Wooden effigy depicting a horseman wearing a conical head-dress and carrying a dagger, a hand-gun with a carridge-belt and a shield on his back.
from Nuristan, northeast Afghanistan
National Museum of Afghanistan, Kabul

The Mara temple in Kushteki in the valley’s center, was by far the largest religious building in Kafiristan (today's Nuristan). It attracted pilgrims from all over the region wanting to perform animal sacrifices in the god’s name. In addition, smaller temples, shrines, and clan-temples (amol) existed everywhere. Free-standing effigies of them served as cult figures set up and dressed up for the cultic occasion. They were shown seated on goats or stools, but the supreme deity, Mara, was represented on horseback. Most of the posts inside the amol also showed figures of deities.

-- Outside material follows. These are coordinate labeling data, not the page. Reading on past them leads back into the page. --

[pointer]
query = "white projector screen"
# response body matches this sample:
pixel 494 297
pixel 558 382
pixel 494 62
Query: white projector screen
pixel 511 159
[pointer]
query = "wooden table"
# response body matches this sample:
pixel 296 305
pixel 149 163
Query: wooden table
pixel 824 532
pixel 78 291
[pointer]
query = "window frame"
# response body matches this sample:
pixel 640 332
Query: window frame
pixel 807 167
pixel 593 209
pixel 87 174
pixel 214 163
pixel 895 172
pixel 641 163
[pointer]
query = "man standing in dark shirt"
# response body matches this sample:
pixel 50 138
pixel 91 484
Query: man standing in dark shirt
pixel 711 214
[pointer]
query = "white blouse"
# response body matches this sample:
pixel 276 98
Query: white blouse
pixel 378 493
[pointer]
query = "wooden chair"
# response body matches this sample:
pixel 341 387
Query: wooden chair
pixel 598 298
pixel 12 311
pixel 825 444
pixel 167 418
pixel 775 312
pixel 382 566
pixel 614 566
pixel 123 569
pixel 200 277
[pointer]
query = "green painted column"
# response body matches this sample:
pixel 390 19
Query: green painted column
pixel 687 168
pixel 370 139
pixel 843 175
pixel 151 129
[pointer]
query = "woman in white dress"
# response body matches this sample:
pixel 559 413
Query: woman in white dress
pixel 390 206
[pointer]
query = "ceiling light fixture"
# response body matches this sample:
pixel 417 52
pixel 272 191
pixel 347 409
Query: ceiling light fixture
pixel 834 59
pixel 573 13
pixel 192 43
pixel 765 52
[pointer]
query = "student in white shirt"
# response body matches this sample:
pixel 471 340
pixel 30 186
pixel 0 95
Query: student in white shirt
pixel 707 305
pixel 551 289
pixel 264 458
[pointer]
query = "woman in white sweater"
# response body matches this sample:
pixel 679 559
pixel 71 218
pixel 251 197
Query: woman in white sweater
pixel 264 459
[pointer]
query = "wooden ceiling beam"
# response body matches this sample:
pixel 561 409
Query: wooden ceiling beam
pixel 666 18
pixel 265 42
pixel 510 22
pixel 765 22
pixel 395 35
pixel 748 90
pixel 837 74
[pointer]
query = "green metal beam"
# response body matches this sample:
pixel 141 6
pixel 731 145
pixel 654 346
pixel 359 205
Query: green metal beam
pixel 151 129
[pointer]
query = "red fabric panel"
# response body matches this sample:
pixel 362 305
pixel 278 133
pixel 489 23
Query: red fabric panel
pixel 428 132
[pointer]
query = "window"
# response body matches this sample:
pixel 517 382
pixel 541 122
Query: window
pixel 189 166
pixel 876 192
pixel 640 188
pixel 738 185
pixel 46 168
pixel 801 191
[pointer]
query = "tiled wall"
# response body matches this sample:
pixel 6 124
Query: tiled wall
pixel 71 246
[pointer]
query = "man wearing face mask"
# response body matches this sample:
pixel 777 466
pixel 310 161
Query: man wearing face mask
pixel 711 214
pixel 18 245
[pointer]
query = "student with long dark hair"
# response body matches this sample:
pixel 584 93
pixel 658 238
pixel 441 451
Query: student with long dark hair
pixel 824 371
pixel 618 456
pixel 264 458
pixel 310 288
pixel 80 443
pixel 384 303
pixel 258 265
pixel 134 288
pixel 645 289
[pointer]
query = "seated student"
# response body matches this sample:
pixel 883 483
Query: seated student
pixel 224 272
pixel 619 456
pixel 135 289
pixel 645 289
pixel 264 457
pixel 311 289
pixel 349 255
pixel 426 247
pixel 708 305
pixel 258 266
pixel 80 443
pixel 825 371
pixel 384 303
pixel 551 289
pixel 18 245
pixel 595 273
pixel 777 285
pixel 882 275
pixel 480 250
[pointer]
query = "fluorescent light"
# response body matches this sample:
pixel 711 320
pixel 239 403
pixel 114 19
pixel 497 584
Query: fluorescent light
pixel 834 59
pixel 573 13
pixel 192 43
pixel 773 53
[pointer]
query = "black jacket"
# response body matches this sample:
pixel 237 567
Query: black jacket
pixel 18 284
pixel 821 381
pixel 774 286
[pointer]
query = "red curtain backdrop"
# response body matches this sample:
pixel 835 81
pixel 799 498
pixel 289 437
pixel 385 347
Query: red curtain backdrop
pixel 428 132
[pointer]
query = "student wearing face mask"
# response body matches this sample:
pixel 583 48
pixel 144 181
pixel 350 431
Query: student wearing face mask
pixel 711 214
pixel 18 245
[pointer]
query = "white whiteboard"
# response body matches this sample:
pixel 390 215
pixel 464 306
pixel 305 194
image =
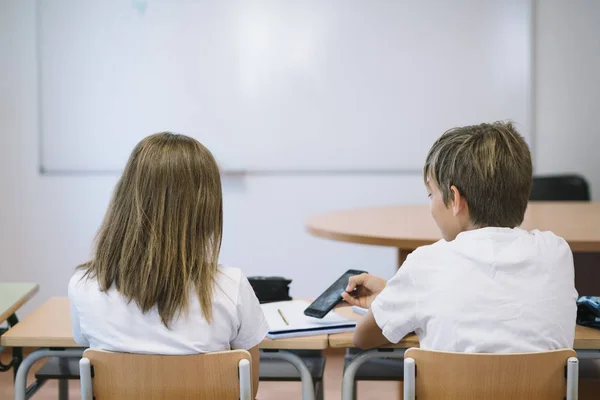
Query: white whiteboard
pixel 277 85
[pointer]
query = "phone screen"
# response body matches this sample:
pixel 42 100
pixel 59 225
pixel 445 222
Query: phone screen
pixel 331 297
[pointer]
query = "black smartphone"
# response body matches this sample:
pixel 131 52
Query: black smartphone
pixel 331 297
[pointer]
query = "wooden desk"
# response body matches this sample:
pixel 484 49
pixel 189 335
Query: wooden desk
pixel 585 338
pixel 50 326
pixel 13 296
pixel 409 227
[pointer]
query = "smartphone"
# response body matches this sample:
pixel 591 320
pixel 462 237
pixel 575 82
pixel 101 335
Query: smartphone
pixel 331 297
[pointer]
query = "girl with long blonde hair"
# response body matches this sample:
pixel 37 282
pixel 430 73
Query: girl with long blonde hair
pixel 154 284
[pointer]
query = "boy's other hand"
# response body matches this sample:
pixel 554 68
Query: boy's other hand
pixel 362 290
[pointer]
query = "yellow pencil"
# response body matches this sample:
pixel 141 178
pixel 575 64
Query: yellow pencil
pixel 282 316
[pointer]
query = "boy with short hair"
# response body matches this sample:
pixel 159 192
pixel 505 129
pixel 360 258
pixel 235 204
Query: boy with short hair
pixel 487 286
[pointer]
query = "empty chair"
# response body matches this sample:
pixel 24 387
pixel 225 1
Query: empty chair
pixel 466 376
pixel 125 376
pixel 560 188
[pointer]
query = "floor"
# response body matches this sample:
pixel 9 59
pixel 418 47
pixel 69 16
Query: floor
pixel 267 390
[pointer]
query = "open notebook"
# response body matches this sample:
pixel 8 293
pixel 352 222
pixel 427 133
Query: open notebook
pixel 300 324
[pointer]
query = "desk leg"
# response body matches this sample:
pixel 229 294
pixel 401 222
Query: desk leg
pixel 402 254
pixel 588 354
pixel 348 379
pixel 21 378
pixel 308 391
pixel 63 384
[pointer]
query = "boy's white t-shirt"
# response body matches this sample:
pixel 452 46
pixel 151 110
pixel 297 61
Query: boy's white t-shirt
pixel 105 320
pixel 491 290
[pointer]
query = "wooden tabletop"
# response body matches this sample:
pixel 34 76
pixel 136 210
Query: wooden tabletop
pixel 409 227
pixel 50 326
pixel 13 296
pixel 585 338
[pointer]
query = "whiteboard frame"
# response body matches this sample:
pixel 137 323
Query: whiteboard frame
pixel 44 171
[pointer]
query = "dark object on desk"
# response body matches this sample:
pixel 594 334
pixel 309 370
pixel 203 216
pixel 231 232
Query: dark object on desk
pixel 270 288
pixel 588 311
pixel 560 188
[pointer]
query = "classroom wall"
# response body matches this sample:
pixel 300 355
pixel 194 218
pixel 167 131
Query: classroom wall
pixel 47 223
pixel 567 104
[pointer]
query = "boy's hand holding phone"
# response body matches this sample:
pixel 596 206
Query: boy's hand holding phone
pixel 362 290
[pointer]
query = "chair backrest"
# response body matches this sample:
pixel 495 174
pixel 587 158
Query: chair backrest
pixel 560 188
pixel 126 376
pixel 465 376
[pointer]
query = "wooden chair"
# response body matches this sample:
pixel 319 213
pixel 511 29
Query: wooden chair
pixel 124 376
pixel 453 376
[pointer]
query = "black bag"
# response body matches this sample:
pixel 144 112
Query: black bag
pixel 588 311
pixel 270 288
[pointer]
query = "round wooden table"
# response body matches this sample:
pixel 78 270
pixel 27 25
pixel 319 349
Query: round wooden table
pixel 408 227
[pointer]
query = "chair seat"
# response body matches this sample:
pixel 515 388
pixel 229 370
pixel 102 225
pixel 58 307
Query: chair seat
pixel 59 368
pixel 280 370
pixel 381 369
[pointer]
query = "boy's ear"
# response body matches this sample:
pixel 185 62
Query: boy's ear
pixel 459 203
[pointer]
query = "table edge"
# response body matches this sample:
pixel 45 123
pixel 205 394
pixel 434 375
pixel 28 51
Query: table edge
pixel 17 305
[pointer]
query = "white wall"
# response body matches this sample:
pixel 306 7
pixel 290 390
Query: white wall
pixel 568 88
pixel 47 223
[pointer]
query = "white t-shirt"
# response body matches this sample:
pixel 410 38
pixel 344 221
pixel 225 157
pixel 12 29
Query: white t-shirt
pixel 105 320
pixel 491 290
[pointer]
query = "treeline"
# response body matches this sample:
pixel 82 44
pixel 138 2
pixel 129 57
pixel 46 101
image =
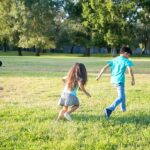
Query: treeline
pixel 41 25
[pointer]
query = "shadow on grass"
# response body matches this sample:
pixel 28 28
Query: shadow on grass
pixel 86 118
pixel 139 119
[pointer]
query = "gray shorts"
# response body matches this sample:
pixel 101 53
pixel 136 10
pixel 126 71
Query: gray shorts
pixel 68 100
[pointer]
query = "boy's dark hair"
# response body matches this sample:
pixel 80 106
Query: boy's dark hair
pixel 126 49
pixel 1 63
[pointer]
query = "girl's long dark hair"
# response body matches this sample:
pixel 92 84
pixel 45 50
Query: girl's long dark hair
pixel 76 73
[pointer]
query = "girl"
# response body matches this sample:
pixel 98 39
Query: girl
pixel 76 78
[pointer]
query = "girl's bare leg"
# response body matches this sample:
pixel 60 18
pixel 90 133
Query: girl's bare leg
pixel 61 113
pixel 73 109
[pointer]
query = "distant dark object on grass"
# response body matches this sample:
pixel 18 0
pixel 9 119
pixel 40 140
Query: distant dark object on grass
pixel 1 63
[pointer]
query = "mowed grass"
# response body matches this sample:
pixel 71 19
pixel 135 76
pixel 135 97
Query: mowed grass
pixel 28 107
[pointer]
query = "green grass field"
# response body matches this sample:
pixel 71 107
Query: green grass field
pixel 28 106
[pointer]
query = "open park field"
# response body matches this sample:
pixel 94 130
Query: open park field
pixel 28 106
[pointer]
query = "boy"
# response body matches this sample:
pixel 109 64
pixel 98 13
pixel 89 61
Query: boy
pixel 118 67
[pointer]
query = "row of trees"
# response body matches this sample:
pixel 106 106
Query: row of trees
pixel 50 24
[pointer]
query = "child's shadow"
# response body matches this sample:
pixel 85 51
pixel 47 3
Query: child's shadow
pixel 86 118
pixel 139 119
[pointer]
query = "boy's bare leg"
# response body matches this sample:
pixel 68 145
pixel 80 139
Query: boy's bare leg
pixel 1 88
pixel 73 109
pixel 61 113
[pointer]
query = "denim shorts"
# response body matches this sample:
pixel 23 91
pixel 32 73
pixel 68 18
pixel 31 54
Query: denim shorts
pixel 68 100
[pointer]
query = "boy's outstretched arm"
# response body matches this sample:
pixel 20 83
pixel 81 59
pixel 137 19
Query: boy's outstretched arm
pixel 132 75
pixel 64 79
pixel 102 71
pixel 81 86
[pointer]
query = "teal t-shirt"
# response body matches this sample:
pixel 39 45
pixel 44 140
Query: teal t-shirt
pixel 118 67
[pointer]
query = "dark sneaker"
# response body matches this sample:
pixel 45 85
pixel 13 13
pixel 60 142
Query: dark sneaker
pixel 107 113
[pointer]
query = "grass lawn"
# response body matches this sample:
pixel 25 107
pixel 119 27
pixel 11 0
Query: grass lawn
pixel 28 107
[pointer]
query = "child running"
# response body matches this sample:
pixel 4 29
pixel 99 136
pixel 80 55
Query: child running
pixel 76 78
pixel 118 67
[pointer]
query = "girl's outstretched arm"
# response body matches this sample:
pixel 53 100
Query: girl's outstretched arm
pixel 132 75
pixel 64 79
pixel 102 71
pixel 81 86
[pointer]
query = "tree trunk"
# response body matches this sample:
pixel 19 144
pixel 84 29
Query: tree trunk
pixel 19 51
pixel 87 52
pixel 71 51
pixel 37 52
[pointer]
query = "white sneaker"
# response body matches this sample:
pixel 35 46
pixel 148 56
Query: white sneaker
pixel 67 116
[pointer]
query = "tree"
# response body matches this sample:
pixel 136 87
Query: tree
pixel 112 19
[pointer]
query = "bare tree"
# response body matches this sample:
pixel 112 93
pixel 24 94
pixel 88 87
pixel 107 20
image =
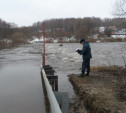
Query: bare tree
pixel 120 8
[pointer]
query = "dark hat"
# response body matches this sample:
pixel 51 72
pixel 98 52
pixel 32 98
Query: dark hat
pixel 82 40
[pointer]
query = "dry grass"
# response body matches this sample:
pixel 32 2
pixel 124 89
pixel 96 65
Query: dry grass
pixel 105 68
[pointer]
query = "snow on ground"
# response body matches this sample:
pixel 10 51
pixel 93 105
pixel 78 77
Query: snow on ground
pixel 65 60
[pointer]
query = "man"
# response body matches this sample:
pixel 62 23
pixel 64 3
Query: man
pixel 86 53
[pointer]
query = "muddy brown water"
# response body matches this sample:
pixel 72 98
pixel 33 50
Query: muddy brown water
pixel 20 80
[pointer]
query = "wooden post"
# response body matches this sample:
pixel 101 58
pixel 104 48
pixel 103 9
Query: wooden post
pixel 44 44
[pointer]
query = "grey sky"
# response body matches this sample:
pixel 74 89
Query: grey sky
pixel 26 12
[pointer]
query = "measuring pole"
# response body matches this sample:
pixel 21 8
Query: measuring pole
pixel 44 44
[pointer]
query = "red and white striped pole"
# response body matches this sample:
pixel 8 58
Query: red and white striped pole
pixel 44 44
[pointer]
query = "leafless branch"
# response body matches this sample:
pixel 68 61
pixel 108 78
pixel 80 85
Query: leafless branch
pixel 120 8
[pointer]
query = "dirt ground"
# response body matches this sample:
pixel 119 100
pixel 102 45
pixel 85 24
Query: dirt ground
pixel 104 91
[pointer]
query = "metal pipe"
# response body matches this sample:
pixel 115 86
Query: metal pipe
pixel 52 99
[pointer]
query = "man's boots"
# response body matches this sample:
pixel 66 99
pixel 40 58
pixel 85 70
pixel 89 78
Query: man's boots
pixel 87 74
pixel 81 75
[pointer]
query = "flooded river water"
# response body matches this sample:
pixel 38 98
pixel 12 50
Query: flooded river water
pixel 20 80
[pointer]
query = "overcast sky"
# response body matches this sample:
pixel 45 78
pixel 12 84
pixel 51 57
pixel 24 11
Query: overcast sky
pixel 26 12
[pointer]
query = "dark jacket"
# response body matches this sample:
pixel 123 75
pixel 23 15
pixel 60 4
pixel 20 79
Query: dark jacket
pixel 86 51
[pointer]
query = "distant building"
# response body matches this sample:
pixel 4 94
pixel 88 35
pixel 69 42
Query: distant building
pixel 113 29
pixel 102 29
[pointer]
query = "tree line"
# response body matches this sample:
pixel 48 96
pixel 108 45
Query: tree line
pixel 78 27
pixel 59 28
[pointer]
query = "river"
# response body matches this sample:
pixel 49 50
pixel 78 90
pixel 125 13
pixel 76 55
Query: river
pixel 20 80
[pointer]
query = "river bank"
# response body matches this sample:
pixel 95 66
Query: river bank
pixel 104 91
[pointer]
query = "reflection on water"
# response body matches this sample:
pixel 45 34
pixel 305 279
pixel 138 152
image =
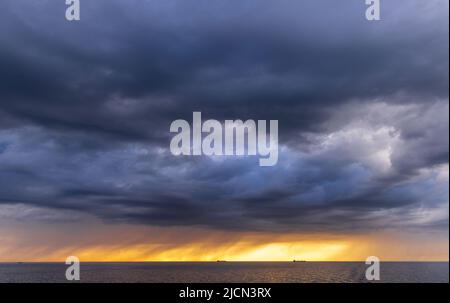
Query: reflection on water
pixel 227 272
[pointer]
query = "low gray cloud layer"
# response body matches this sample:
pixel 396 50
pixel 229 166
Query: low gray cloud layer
pixel 85 109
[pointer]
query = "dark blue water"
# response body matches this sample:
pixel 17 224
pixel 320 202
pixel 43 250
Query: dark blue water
pixel 346 272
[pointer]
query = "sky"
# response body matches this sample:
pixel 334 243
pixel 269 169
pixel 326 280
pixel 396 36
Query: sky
pixel 86 106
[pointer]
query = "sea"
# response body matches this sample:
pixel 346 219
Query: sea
pixel 225 272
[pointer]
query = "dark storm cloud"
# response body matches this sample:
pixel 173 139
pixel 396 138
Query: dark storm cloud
pixel 85 109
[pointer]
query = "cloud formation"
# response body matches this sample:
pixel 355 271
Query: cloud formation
pixel 85 110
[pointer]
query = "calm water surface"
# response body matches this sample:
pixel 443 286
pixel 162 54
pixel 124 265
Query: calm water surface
pixel 227 272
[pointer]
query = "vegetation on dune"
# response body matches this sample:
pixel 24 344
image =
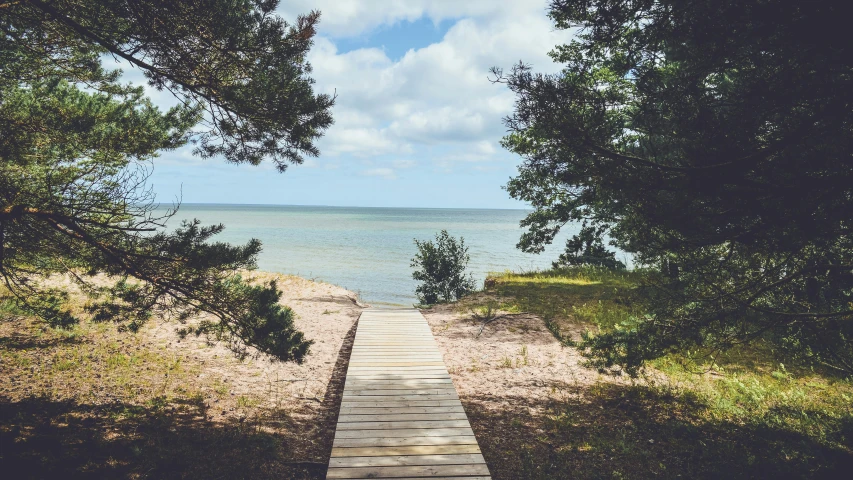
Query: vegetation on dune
pixel 711 140
pixel 76 146
pixel 440 268
pixel 88 401
pixel 747 412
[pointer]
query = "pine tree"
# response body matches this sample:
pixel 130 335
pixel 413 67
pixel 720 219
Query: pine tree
pixel 76 148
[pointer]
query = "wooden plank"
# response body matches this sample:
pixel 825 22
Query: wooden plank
pixel 399 386
pixel 408 471
pixel 406 460
pixel 404 403
pixel 401 381
pixel 449 390
pixel 399 417
pixel 406 432
pixel 398 398
pixel 455 449
pixel 390 410
pixel 404 441
pixel 403 425
pixel 392 363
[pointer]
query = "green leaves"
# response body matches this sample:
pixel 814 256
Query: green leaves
pixel 76 148
pixel 710 142
pixel 440 267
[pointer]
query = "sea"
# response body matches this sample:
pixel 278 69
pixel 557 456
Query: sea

The expressive wooden figures were meaningful in a social context. They symbolized social status of prominent individuals or represented deities. A mounted horseman seated on a twin-headed animal represented the highest status achievable for a tribe member and was earned either by throwing lavish feasts to at least one village or by becoming a successful assassin. The ancestral figures (gandau) were raised after death and placed in a group on the outer perimeter of the burial ground, where coffins were left unburied

The skill of woodcarving lay exclusively in the hands of the bari, the lowest ranking artisan caste of the Kafirs. Smaller effigies (kundik) would be raised in the fields where a symbolic figure of a standing, seated or mounted ancestor could watch over and protect the crops of his descendants from the high position, perched in a simple construction of stone and timber. Although Kafir culture was strongly dominated by men, women also could gain high social rank and be depicted seated or standing after death.

Until the winter of 1895/96 the population of Nuristan still preserved its old culture with roots in the very distant, pre-Christian, past. The people had succeeded in holding on to their ancient beliefs and “primitive” traditions while surrounded by a hostile Islamic world until the end of the 19th century.

The presence of pre-Islamic cultures, with a population reputed to be “savage idolaters,” amid the Islamic world was brought to a dramatic end when the Afghan Amir ?Abd-al-Ra?man sent his army into the region in 1895 with the task of destroying the old religion and substituting Islam for it.

The temples, shrines, and cult places with their wooden effigies and multitudes of ancestor figures went up in flames, and only a few effigies were saved as trophies. (More than thirty such wooden figures were brought to Kabul in 1896 or shortly thereafter, fourteen of which went to the Kabul Museum and four to the Musée Guimet and the Musée de l’Homme in Paris). After the destruction that accompanied Islamization, decades of massive sales to antique dealers, and the deliberate discarding of items (mainly house posts), only a few of these examples of the impressive Kafir material culture have survived in place.

The collection was restored after being smashed by the Taliban.